At the time of writing, we were unable to find any tooling that performs Static Code Analysis directly against the AWS CDK. CDK-Nag is another awesome security tool for the AWS CDK, but it operates almost as more of “runtime” check, requiring you to run cdk synth to get results, which requires a buildable environment. In addition, CDK-Nag “walks” the construct tree of the stack - reading the underlying Cloudformation level settings of a construct, as opposed to directly looking at the code of the L2 Construct itself, so it is a different approach then we are taking here.

Writing Semgrep rules to find AWS CDK Security Issues

The first step of writing a Semgrep rule is to know what bad things we want to look for. We will cover two specific classes of issues related to the CDK:

  • Specific misconfigurations with the AWS Construct Library L2 Constructs
  • Enforcing that your team utilizes a custom construct with secure defaults, rather than the out-of-the-box configurations.

CDK high level construct misconfigurations

Below are 5 common security issues I wanted to hunt for with L2 Constructs. These can be found in the Semgrep Registry.

  • CodeBuild Project constructs with the Badge: true (Will make the project public)
  • S3 Bucket constructs lacking an Encryption property with a valid setting (Will create a Bucket without default encryption enabled)
  • S3 Bucket constructs lacking the EnforceSSL: true property (Will create the bucket without adding a statement to enforce encryption in transit to the bucket policy)
  • Calling the GrantPublicAccess() method on Bucket Constructs (Will make the bucket publicly accessible)
  • SQS Queue constructs lacking an Encryption property with a valid setting (Will create an SQS Queue without encryption at rest enabled)

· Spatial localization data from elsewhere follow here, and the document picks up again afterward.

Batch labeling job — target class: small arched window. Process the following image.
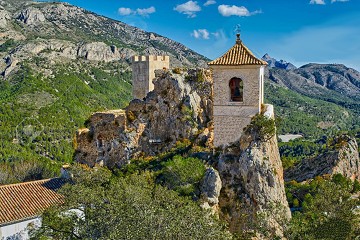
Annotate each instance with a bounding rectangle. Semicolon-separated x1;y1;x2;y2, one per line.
229;77;243;102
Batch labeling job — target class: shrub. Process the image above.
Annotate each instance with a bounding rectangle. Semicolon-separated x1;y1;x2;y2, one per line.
159;155;206;196
172;67;182;74
126;110;136;122
244;114;276;141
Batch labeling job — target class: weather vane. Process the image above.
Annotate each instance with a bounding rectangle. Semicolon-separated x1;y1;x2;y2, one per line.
234;24;241;42
234;24;241;35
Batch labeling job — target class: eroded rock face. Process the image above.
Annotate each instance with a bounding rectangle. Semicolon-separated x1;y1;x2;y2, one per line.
77;42;121;62
0;9;10;28
75;69;213;167
217;120;291;237
201;167;222;206
285;135;360;182
17;7;45;25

NOTE: If you want to follow along- you can either download the Semgrep CLI tool and run it locally, or make use of the Semgrep Playground, which provides everything you need in browser to build and test Semgrep rules

Let’s look at the process of developing a rule for the “Calling the GrantPublicAccess() method on Bucket Constructs” issue. We now need to know what good code, and bad code looks like in this case. For those familiar with the Test Driven Development approach, let’s start with a test file. First, lets create a rule template with basic things like rule-id and metadata:

# bucketpublic.yaml
rules:
 - id: awscdk-bucket-grantpublicaccessmethod
   patterns: #purposely blank - for now
   message: Using the GrantPublicAccess method on bucket construct $X will make the objects in the bucket world accessible. Verify if this is intentional.
   languages: [ts]
   severity: WARNING
   metadata:
     cwe: 'CWE-306: Missing Authentication for Critical Function'
     category: security
     technology:
     - AWS-CDK
     references:
     - https://docs.aws.amazon.com/AmazonS3/latest/userguide/access-control-overview.html

Semgrep rules are defined in YAML, which contains the id and pattern fields, the message presented for the finding, and additional metadata fields. These fields will be super helpful for the people responsible for fixing said finding. You will notice that the pattern field is empty - we will come back to this later. Now, we can write the code for a true positive and true negative occurrence of this issue:

import * as cdk from '@aws-cdk/core';
import * as s3 from '@aws-cdk/aws-s3';

 export class CdkStarterStack extends cdk.Stack {
   constructor(scope: cdk.Construct, id: string, props?: cdk.StackProps) {
     super(scope, id, props);

     // ruleid:awscdk-bucket-grantpublicaccessmethod
     const publicBucket1 = new s3.Bucket(this, 'bucket')
     console.log('something unrelated')
     publicBucket1.grantPublicAccess()

     // ok:awscdk-bucket-grantpublicaccessmethod
     const nonPublicBucket = new s3.Bucket(this, 'bucket')

  }
}

In the code snippet above, we create two buckets publicBucket1 and nonPublicBucket, and then call the grantPublicAccess() method on the first bucket, making it publicly accessible. In addition, note the comments above both snippets of code on lines 9 and 13 respectively - // ruleid:... and // ok:.... Semgrep has a rule testing functionality that allows us to effectively write unit tests for our rules, and it works by writing code that you would and would not expect to produce a finding by appending the // ruleid:YOURRULEID or // ok:YOURRULEID comments above the snippets of code in question. Then we can use either the Semgrep CLIs --test functionality, or the Semgrep playground to make sure our Rule behaves as expected while we develop it. Check out the docs for testing rules in Semgrep for more information. Now that we have both a true positive and true negative scenario. We can finally begin to develop our rule!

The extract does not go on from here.